Namun, masih ada jalan panjang sebelum Starship siap membawa manusia ke tempat-tempat jauh seperti bulan dan Mars, tujuan akhir yang diimpikan oleh pendiri dan kini orang terkaya di dunia.
Penting dan patut diperhatikan, perusahaan perlu menemukan cara untuk mengisi bahan bakar kendaraan Starship saat berada di ruang angkasa, sesuatu yang SpaceX berencana untuk coba lakukan untuk pertama kalinya tahun depan.
SpaceX juga perlu membuktikan bahwa Starship dapat kembali ke Bumi dalam kondisi utuh sepenuhnya untuk memenuhi janji perusahaan bahwa kendaraan tersebut akan sepenuhnya dapat digunakan kembali.
Selama penerbangan pada Selasa, potongan-potongan Starship terlihat terlepas saat pesawat ruang angkasa itu menembus atmosfer Bumi. Tampaknya meledak setelah mendarat di Samudra Hindia.
Namun, dalam sebuah siaran langsung SpaceX mengatakan tujuan penerbangan tersebut adalah untuk sengaja menguji ketahanan kendaraan.
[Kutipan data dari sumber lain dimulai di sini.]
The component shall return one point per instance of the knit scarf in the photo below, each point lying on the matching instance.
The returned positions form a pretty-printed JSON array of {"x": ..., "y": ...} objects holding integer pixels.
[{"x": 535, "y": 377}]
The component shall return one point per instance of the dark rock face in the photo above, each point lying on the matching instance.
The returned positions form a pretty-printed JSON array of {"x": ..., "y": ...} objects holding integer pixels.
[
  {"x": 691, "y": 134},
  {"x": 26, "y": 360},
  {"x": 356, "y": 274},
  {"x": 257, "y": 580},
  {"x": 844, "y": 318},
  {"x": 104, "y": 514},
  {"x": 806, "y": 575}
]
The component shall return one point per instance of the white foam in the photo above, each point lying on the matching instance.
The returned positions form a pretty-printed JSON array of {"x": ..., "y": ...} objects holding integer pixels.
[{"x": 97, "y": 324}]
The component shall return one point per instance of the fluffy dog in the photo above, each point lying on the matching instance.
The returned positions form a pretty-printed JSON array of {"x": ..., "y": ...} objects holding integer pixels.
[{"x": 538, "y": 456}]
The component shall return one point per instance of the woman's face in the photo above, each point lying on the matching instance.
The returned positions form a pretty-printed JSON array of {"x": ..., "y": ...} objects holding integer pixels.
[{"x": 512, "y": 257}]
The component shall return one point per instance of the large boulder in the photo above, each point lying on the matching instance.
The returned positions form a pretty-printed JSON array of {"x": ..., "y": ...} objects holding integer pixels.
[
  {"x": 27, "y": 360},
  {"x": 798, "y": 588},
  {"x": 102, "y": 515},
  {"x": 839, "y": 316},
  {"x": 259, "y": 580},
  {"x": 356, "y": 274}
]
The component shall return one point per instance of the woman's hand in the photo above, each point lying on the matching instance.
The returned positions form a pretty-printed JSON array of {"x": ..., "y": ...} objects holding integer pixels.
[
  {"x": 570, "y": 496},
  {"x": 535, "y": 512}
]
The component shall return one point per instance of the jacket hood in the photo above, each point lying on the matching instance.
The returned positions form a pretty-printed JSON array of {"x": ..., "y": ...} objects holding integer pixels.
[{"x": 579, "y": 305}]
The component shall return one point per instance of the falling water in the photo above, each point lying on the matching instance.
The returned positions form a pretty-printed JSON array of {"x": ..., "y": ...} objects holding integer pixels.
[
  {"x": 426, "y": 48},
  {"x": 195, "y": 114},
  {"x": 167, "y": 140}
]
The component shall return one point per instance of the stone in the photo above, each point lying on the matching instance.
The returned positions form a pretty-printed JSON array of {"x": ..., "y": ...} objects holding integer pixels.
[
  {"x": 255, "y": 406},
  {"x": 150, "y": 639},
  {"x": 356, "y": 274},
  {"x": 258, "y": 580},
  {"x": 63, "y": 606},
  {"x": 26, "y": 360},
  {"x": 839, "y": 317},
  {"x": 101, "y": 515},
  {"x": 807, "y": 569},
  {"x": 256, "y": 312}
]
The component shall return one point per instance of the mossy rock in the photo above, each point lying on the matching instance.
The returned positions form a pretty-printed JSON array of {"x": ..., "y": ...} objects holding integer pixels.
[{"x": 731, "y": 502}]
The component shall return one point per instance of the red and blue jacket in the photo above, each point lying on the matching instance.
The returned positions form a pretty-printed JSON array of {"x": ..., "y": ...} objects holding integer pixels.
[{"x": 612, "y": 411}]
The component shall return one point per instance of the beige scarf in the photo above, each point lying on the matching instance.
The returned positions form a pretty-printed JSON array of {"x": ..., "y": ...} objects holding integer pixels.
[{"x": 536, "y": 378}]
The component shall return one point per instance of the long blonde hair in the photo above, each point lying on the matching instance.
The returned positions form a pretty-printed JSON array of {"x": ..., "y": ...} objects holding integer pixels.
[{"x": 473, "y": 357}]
“Melihat hal seperti itu masih berharga bagi kami,” kata Dan Huot, manajer komunikasi di SpaceX, mengenai kerusakan yang terlihat pada Starship selama siaran langsung. “Kami berusaha mendorong kendaraan ini hingga batasnya untuk memahami batasannya saat kami merancang versi berikutnya dari Starship.”
Selama misi pada Selasa, Starship menyalakan kembali salah satu mesin Raptor-nya secara singkat sebagai bagian dari uji coba lain selama penerbangan. Kendaraan tersebut perlu menyalakan kembali mesinnya untuk manuver di ruang angkasa dan keluar dari orbit.
SpaceX telah menunjukkan pada dua penerbangan sebelumnya bahwa mereka dapat menangkap booster Super Heavy di udara menggunakan lengan mekanis raksasa. Pada misi Selasa, SpaceX memilih tidak mengembalikan booster ke lokasi pendaratan, melainkan memanipulasi pesawat untuk mendarat secara terkendali di lepas pantai AS.
SpaceX juga kembali melakukan sejumlah eksperimen dengan material pelindung panas Starship, yang menutupi sisi kendaraan dan dirancang untuk mencegah pesawat ruang angkasa overheat saat memasuki kembali atmosfer.
NASA telah memberikan kontrak senilai sekitar US$4 miliar kepada SpaceX untuk menggunakan Starship dalam mengangkut astronaut ke permukaan bulan.
“Sekarang ini bukan hanya soal roket atau bahkan perusahaan, tapi apakah Amerika Serikat (AS) bisa mengirim astronaut kembali ke Bulan sebelum China melakukannya untuk pertama kalinya,” kata Clayton Swope dari Center for Strategic and International Studies.
“Saat ini banyak perhatian tertuju pada biaya SLS, tetapi pertimbangkan bahwa SLS telah berhasil terbang sebelumnya. Starship berada di jalur kritis Artemis dan tertinggal dari jadwal — kesuksesan malam ini diharapkan dapat mengembalikan segalanya ke jalur yang tepat.”